I also must be a political chameleon, dodging demonization from the left and right for equal and opposite accusations: we are the puppet masters, yet the infiltrators. We are the root of capitalism, yet the root of communism. We are somehow the one percent who controls the world’s wealth, yet we also fund the movement that rallies against it. We are insular elitists, yet permeating globalists. Those of us who look like me have assimilated to whiteness and reap the benefits, yet we will never be “white enough” to those who would see us dead.

Over time, the belief sticks: “I must not behave in any way, shape or form, in any manner that would give credence to the ideas that this is how Jews are, as I represent them to so many.” Yet it’s as exhausting for me to keep up as it is to keep this narrative straight.

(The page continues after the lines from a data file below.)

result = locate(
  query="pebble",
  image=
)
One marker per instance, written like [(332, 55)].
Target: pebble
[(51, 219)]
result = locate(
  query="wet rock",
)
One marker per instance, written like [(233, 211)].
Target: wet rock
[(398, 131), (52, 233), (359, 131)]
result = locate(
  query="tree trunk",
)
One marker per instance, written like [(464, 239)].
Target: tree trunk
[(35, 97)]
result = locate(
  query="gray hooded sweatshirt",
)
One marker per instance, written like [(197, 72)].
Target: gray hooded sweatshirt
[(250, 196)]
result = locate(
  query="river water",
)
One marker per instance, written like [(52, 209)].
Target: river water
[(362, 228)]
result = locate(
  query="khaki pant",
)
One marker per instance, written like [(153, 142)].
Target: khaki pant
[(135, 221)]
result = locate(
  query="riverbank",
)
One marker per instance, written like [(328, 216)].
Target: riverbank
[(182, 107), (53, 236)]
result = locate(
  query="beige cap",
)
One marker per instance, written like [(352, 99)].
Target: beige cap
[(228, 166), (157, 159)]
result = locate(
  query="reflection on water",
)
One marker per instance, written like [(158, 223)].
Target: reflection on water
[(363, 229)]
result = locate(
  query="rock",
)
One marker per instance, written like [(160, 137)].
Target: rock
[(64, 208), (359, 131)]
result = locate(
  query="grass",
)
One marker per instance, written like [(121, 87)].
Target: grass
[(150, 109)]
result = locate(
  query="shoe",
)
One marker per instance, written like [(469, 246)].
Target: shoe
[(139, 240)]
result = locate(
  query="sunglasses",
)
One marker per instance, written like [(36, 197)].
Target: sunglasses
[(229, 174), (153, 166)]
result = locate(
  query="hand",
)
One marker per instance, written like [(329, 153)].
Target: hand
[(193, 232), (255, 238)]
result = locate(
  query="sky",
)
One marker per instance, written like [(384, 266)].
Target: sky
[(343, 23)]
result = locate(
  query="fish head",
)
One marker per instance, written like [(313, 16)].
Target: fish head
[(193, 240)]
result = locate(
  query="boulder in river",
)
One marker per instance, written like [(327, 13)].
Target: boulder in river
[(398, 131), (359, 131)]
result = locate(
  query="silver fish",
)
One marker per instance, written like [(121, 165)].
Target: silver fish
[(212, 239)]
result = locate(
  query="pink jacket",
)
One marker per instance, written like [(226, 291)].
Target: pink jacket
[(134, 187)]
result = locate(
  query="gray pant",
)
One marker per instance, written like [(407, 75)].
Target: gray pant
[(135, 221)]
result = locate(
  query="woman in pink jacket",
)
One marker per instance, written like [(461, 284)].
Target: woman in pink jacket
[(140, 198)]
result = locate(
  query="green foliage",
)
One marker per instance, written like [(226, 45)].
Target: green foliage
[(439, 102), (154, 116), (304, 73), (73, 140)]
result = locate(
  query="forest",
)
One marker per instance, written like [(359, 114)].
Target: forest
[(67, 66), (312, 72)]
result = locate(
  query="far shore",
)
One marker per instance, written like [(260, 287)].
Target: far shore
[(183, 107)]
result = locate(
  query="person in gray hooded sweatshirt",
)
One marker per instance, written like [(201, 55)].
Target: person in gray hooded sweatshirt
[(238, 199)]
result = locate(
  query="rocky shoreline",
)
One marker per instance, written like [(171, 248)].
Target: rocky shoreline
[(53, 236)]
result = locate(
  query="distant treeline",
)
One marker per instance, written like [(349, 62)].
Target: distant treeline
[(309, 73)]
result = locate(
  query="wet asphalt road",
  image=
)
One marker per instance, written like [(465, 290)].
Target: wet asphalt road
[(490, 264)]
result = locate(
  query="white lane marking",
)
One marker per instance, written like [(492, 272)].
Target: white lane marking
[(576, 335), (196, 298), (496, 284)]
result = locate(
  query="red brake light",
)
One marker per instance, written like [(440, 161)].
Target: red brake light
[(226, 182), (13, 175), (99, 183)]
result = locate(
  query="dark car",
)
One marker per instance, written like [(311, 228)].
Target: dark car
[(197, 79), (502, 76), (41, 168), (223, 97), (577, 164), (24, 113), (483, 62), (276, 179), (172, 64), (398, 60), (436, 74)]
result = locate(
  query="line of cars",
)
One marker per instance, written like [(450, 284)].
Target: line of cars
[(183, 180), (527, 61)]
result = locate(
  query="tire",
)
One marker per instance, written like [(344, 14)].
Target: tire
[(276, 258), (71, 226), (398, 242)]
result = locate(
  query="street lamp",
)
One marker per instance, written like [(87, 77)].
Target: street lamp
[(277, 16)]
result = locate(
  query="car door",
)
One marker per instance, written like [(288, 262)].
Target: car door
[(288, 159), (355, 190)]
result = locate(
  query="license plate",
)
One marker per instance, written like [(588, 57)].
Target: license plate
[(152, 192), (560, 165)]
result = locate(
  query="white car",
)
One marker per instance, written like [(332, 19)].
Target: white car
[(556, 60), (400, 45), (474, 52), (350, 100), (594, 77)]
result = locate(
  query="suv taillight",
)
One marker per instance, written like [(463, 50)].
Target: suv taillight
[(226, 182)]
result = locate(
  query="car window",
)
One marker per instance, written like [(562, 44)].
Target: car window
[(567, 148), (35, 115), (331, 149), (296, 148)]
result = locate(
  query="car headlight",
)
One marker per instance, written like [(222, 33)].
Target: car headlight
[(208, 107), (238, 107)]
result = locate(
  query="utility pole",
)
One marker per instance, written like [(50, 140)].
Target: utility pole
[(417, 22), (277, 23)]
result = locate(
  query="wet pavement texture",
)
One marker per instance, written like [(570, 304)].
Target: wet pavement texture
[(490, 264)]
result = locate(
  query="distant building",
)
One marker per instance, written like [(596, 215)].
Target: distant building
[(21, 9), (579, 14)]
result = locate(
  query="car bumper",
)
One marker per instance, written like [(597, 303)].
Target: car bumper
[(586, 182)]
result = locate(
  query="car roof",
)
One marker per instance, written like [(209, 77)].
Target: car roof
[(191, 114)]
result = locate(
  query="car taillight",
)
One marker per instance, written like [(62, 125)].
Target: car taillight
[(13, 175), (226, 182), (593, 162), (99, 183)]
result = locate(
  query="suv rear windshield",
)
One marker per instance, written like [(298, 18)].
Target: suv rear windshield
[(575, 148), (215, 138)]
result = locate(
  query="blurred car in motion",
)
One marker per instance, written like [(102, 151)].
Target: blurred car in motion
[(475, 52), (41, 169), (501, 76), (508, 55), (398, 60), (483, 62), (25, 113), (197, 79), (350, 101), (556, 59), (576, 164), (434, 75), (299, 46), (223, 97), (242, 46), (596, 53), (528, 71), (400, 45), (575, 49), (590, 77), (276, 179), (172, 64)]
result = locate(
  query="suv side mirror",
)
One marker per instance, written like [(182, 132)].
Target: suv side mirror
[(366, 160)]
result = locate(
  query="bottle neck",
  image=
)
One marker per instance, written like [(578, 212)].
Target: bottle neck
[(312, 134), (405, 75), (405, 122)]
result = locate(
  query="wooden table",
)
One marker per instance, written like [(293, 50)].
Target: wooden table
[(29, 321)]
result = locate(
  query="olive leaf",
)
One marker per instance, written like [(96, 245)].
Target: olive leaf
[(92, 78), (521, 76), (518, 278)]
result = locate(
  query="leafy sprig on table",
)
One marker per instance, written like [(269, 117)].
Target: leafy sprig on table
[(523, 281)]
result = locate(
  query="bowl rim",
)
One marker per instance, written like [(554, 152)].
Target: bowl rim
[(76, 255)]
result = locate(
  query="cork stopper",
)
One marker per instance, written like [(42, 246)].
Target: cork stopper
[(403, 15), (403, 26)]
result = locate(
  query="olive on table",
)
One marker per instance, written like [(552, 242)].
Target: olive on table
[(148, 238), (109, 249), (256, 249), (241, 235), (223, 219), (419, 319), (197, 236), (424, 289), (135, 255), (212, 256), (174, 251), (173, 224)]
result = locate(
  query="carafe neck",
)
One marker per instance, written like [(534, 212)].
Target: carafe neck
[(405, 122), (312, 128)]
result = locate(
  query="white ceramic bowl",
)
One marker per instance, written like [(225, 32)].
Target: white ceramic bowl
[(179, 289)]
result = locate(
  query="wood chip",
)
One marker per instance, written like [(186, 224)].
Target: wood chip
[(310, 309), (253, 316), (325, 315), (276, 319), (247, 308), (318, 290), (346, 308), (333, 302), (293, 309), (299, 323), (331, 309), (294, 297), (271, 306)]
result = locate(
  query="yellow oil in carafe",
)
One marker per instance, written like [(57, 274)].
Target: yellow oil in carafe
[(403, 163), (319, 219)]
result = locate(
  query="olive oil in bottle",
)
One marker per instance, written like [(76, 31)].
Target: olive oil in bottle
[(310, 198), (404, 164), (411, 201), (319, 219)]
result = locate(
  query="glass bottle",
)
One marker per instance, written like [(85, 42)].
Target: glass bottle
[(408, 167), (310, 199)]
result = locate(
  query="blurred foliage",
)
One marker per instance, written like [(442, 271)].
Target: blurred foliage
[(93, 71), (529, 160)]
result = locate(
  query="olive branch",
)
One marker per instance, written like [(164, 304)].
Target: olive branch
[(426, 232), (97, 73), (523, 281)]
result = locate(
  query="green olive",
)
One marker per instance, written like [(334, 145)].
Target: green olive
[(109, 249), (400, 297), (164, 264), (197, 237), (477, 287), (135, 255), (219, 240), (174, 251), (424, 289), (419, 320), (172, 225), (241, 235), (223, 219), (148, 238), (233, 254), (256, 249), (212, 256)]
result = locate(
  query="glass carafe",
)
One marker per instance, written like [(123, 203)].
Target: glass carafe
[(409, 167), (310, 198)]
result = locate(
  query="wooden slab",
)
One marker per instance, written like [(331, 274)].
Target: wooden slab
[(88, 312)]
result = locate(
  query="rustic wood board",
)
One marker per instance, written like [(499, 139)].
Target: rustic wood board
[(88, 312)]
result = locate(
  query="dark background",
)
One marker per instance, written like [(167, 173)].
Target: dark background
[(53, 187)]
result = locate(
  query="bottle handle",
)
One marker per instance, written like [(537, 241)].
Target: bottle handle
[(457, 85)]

I thought that, perhaps if I wanted to be a socially engaged citizen of the world, I could avoid these pitfalls by sharing information about the world as neutrally as I could. I could be the “impartial reporter,” make the news palatable, make it sterile. I could be taken more seriously, sanitized of emotional attachment that would otherwise be paint me as “irrational,” which is the ultimate insult in political and academic discourse. (Undoubtedly rooted in sexism and undoubtedly seen as weak, as it is perceived as feminine.)

But to do this serves no one well. It is inherently more harmful to the people who are affected by the issues being reported. To be “unbiased” in the wake of something that should not be polarizing, yet somehow is, ultimately reflects complicity. It is contrary to my values as a person. It is contrary to my values as a Jew.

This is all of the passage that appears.